えらく立派な建物があるから、これぞ美術館だろうと思い近づくと、病院だったり。。
地下通路を渡った途端、今まで自分がいた場所が分からなくなったり。。

本気で諦めて、帰ろうかと悩むものの、いやいや、それでは自分に負けたことになると思い返す。

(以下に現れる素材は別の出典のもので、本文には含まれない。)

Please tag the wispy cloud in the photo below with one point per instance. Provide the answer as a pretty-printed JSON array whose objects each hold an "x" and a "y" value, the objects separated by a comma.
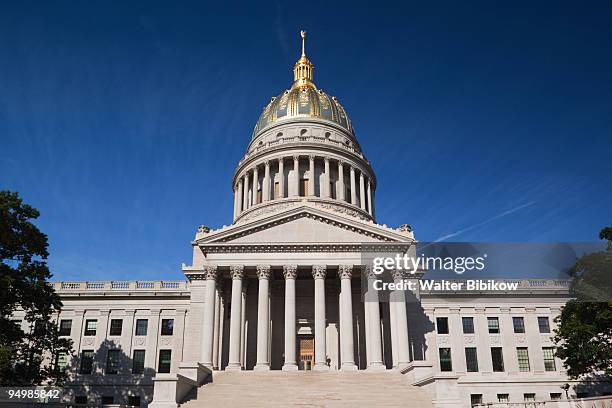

以前私が勤めていた職場の部長が、二年間モスクワで暮らしていた人だった。
ランチに繰り出してはいろいろロシア話をしてくれたはずだが、確かその話の中には、こんなにモスクワの街が、道路も建物もすべからく巨大で、目的地にたどり着くにも相当距離がある、、という話は出てこなかったはずだ。
「モスクワは面白い街だから、ぜひいつか三浦さんも行ってみてよ。」
と言ってくれていたが、ついでに一言、この街の巨大さも伝えてほしかった。。

そんなことを、道端にしゃがみ込んで思い返しつつ、、暑い。。
なんて夏なんだ。

しかし、いつか苦労は報われるということも学んだ。
なんとか無事にたどり着いた。


外観は「これ?」と拍子抜けするような殺風景な建物。
(あまりに殺風景過ぎて、写真撮るの忘れた。。)
さっきの病院の方がよっぽど、美術館らしいぞ。
入り口はひんやりと薄暗く、「本当にやっているのかな。。」と不安になりつつも、、大丈夫だった。

クロークに荷物を預け、階を上がっていく。
チケットを切る場所で、珍しく英語で何処から来たのかと話しかけられた。
「日本です」というと、
「あの、small small country!」と驚かれる。
ここまで延々歩き続けて、ロシアという国の巨大さを身をもって実感した私は、
「ロシアはbig big countryだ」と心からの賞賛と敬意の念でもって返したところ、手を叩いて笑っていた。
こんな巨大な国に、日露戦争で勝ったなんて、やっぱり何かの間違いだったんだ。。


展示物は素晴らしかった。
館内は空いており、思う存分静かな空間で絵画を鑑賞することができた。
時代順に、ロシア絵画の推移を理解することができたし、途中ところどころに置いてあるテレビでは、ソ連時代の国策を推奨するプロパガンダ映像や、ナチスドイツに打ち勝った際のパレード映像なども見ることもできて面白かった。

長らく歩いてきた甲斐はあったね。


この日の夕食は、念願のボルシチ。
案外あっさりとしていて、それでいてコクもあって美味でした。